Am I doing something wrong, or is the original assertion incorrect?

Adam Bell

Nigel_Garvey · May 20, 2006, 11:04pm

Hi, Adam.

Access to the items or properties of a list is faster if you use a reference to identify the list rather than a simple variable. Assigning the list to a property of a script object allows you to use a reference expression like ‘BL’s Big_List’ rather than just, say, ‘Big_List’. The script object itself doesn’t make access faster, it simply allows a reference expression to be written into the script. This is particularly useful inside a handler, where the list variable may be local and thus unreferenceable. At the top level of a script, though, properties and variables that aren’t explicitly declared local belong to the script itself and so you can use the keyword ‘my’ to set up the reference:

set Big_List to { 1500-item list } -- A list assigned to a top-level variable.

repeat with i from 1 to 1500
	item i of my Big_List -- 'my Big_List' is a reference.
end repeat

The speed advantage with a reference only comes when accessing things belonging to the list. Commands acting on the list itself ” such as ‘count’, ‘contains’, ‘is in’, etc. ” are often a trifle slower if the list is referenced.

In your script, there are other things too that can be done to improve the speed ” principally, counting Big_List only once and assigning the result to a variable before the repeats. (Otherwise it’ll be counted 1501 times, always with the same result!)

In extreme cases, you can sometimes squeeze out an extra fraction of a second or so by doing positive tests instead of negative ones.

-- Negative test:
if (i is not in the BL's index_list) then
	-- Blah blah blah
end if

-- Positive test:
if (i is in the BL's index_list) then
else
	-- Blah blah blah
end if

I would think you could leave out the ‘as text’ coercion too.

If you know that all your text is the same case, or that the characters involved only have one case, putting the whole thing in a ‘considering case’ block can also give quite a boost. It saves the internal comparison routines having to check and allow for case and casedness.

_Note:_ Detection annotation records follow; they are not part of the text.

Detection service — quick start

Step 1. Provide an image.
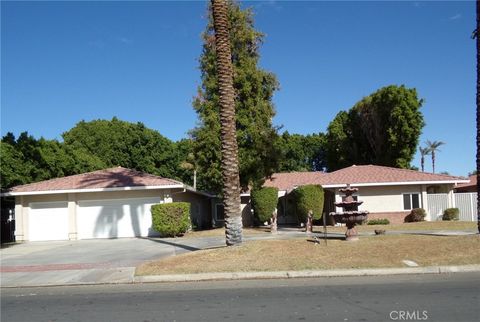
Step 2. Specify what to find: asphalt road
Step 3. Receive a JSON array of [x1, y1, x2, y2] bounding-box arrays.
[[1, 273, 480, 322]]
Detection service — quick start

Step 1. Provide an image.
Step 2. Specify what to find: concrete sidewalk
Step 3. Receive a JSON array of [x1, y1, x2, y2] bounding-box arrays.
[[0, 229, 480, 287]]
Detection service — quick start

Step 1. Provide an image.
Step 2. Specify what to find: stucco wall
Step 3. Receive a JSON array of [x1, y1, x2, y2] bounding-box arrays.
[[172, 191, 212, 229], [15, 189, 212, 241], [342, 185, 423, 213]]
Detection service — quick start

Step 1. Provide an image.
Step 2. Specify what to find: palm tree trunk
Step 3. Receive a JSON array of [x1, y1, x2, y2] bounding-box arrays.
[[432, 150, 435, 173], [475, 0, 480, 234], [211, 0, 242, 246]]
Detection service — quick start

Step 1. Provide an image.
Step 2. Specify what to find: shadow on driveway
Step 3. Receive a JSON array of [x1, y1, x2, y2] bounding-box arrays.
[[137, 237, 202, 252]]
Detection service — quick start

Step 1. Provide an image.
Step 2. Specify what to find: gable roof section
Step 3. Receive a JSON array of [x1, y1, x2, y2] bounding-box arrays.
[[3, 167, 187, 196], [264, 172, 327, 191], [456, 174, 477, 189], [325, 165, 468, 186], [264, 165, 468, 191]]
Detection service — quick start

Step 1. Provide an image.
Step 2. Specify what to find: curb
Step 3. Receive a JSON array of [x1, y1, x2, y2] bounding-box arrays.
[[133, 264, 480, 283]]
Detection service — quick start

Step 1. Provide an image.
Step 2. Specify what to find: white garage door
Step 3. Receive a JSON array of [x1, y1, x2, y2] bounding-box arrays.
[[77, 198, 160, 239], [28, 202, 68, 241]]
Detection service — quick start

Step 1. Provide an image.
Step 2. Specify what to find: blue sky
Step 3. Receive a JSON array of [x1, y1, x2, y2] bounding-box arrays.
[[1, 1, 476, 175]]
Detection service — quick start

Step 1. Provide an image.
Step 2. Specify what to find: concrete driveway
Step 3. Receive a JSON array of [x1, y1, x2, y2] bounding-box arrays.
[[0, 238, 225, 287]]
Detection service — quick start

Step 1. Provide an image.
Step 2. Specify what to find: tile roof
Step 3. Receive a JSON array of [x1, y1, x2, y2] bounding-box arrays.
[[264, 165, 467, 191], [9, 167, 183, 193], [456, 174, 477, 188]]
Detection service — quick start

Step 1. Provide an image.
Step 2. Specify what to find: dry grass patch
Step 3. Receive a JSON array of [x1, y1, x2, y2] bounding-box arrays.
[[136, 235, 480, 275], [314, 221, 477, 232]]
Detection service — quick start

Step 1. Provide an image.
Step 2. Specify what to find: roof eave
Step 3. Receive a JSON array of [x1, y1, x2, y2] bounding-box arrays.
[[0, 184, 187, 197], [322, 180, 469, 188]]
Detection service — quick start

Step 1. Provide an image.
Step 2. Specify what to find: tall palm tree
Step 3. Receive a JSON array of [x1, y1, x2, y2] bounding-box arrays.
[[211, 0, 242, 246], [425, 140, 445, 173], [418, 147, 430, 172], [472, 0, 480, 234]]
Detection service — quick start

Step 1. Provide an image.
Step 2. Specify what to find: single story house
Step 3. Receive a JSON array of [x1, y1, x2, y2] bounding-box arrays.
[[2, 167, 213, 241], [242, 165, 469, 224]]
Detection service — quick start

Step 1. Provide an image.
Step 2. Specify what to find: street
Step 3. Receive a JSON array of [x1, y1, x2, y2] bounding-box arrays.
[[1, 273, 480, 322]]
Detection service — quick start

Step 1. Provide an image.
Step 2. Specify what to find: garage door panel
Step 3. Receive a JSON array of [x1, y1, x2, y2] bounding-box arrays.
[[28, 202, 68, 241], [77, 198, 160, 239]]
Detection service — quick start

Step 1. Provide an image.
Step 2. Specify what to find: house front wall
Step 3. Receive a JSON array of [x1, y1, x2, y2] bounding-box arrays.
[[335, 184, 453, 223], [172, 191, 212, 229], [15, 189, 211, 241]]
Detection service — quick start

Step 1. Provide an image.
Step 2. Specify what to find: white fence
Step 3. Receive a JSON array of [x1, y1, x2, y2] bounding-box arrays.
[[454, 192, 477, 221], [427, 192, 477, 221]]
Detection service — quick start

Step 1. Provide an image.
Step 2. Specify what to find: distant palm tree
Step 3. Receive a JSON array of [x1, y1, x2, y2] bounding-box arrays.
[[425, 140, 445, 173], [211, 0, 242, 246], [418, 147, 430, 172], [472, 0, 480, 234]]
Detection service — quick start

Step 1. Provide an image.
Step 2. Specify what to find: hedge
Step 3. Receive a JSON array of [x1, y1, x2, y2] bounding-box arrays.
[[367, 218, 390, 225], [151, 202, 192, 237], [442, 208, 460, 221], [404, 208, 427, 222], [251, 187, 278, 222], [294, 185, 324, 222]]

Your central 'if . else if ’ block is a bit perplexing as the action is the same in both parts. As the script works correctly, I supposed you’re looking for an ‘or’ condition. It shouldn’t make any difference to the speed, but it’ll make the script a little shorter.

The above is all quoted from past experience. I haven’t tested it today to see what actual improvement it makes to your script’s speed!

set Big_List to { a list of 1500 words }
set index_list to {}
set sorted_list to {}

set t1 to GetMilliSec
set BL_count to (count Big_List) -- Count Big_List just once, before the repeats.
repeat BL_count times
	set the low_item to ""
	repeat with i from 1 to BL_count
		-- Positive test, and no reference when accessing the list itself.
		if (i is in the index_list) then 
		else
			 -- A reference when accessing an item in the list.
			set this_item to item i of my Big_List
			if (the low_item is "") or (this_item comes before the low_item) then
				set the low_item to this_item
				set the low_item_index to i
			end if
		end if
	end repeat
	-- References while setting the lists' ends.
	set the end of my sorted_list to the low_item
	set the end of my index_list to the low_item_index
end repeat
set t2 to GetMilliSec
t2 - t1

Bruce_Phillips · May 20, 2006, 11:26pm

This would work, right?

set Big_List to {"a list of 1500 words"}

count Big_List
repeat with i from 1 to result
	-- whatever
end

Adam_Bell · May 20, 2006, 11:38pm

Nigel;

Thanks for the reply and cleaned up code. I note that it runs at exactly the same speed with or without the internal script object and refererences to it. I wasn’t trying to be elegant with the sort, btw - I was primarily intererested in whether the script object made a difference, and it is still my observation that it doesn’t - the timing with “bl’s” in place is the same as with the “my” you used.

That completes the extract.